The sensitivity and specificity of the chest CT in diagnosing covid-19 and the radiation exposure should be judged together (Kovács et al., 2020). Chest CT in patients with typical clinical symptoms in highly infected regions or with close contact of covid-19-infected patients who had negative RT-PCR result is warranted. In a recent meta-analysis, Zheng et al. (2020) found that GGO, vascular enlargement, interlobular septal thickening, and subpleural bands were the most common findings in either common or severe patients. Compared to those of common patients, some CT manifestations were more frequent in severe patients, such as traction bronchiectasis, interlobular septal thickening, pulmonary consolidation, crazy‐paving pattern, reticulation, pleural effusion, and lymphadenopathy. In this study, the assessment of inter- and intra-observer concordance was not carried out, so it is important to take into account this factor to reduce possible biases.

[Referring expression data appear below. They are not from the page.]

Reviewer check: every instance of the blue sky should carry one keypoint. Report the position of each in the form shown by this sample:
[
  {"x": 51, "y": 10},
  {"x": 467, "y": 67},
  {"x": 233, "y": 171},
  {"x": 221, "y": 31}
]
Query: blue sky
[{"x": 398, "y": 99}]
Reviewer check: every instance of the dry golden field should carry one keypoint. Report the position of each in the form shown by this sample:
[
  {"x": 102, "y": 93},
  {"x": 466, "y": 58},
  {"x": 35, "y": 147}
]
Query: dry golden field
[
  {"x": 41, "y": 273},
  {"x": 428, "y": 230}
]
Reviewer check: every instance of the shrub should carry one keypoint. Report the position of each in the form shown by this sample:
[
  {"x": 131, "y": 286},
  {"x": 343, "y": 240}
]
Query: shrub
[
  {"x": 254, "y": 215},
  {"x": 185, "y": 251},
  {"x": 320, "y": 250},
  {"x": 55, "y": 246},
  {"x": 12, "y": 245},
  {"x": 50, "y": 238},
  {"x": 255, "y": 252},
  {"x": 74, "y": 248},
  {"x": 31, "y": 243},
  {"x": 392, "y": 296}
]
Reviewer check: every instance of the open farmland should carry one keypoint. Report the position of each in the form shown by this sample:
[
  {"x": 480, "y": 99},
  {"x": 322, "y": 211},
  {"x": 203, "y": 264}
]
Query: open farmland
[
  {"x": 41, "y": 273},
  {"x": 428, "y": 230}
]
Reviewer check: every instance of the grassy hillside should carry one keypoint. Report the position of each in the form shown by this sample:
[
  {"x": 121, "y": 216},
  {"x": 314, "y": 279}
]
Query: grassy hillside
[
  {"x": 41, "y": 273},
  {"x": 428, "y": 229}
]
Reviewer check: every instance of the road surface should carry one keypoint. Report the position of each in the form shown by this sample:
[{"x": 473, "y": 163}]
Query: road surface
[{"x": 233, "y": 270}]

The present retrospective study faced some limitations. It was performed on a relatively small cohort of patients; therefore, it is suggested that future studies could be performed using a larger sample size and longer follow-up. The studied specialty hospital (UMAE N° 71) is considered a referral center for covid-19 patients; therefore, the total CT score of our patients cannot represent the general population.
Conclusions
In conclusion, we present the tomographic results of patients referring to a specialty hospital, with lung involvement due to covid-19, who had GGO and a mixed peripheral pattern toward the posterior regions. Tomographic features of lung lesions regarding subpleural and bilateral distribution showed that the lower lobes were more involved. The degree of involvement using semi-quantitative (CT-score) measurement of the extent of lesions by pulmonary lobes was classified in a higher proportion as moderate affectation.
Conflicts of interest
The authors declare that there is not conflict of interest.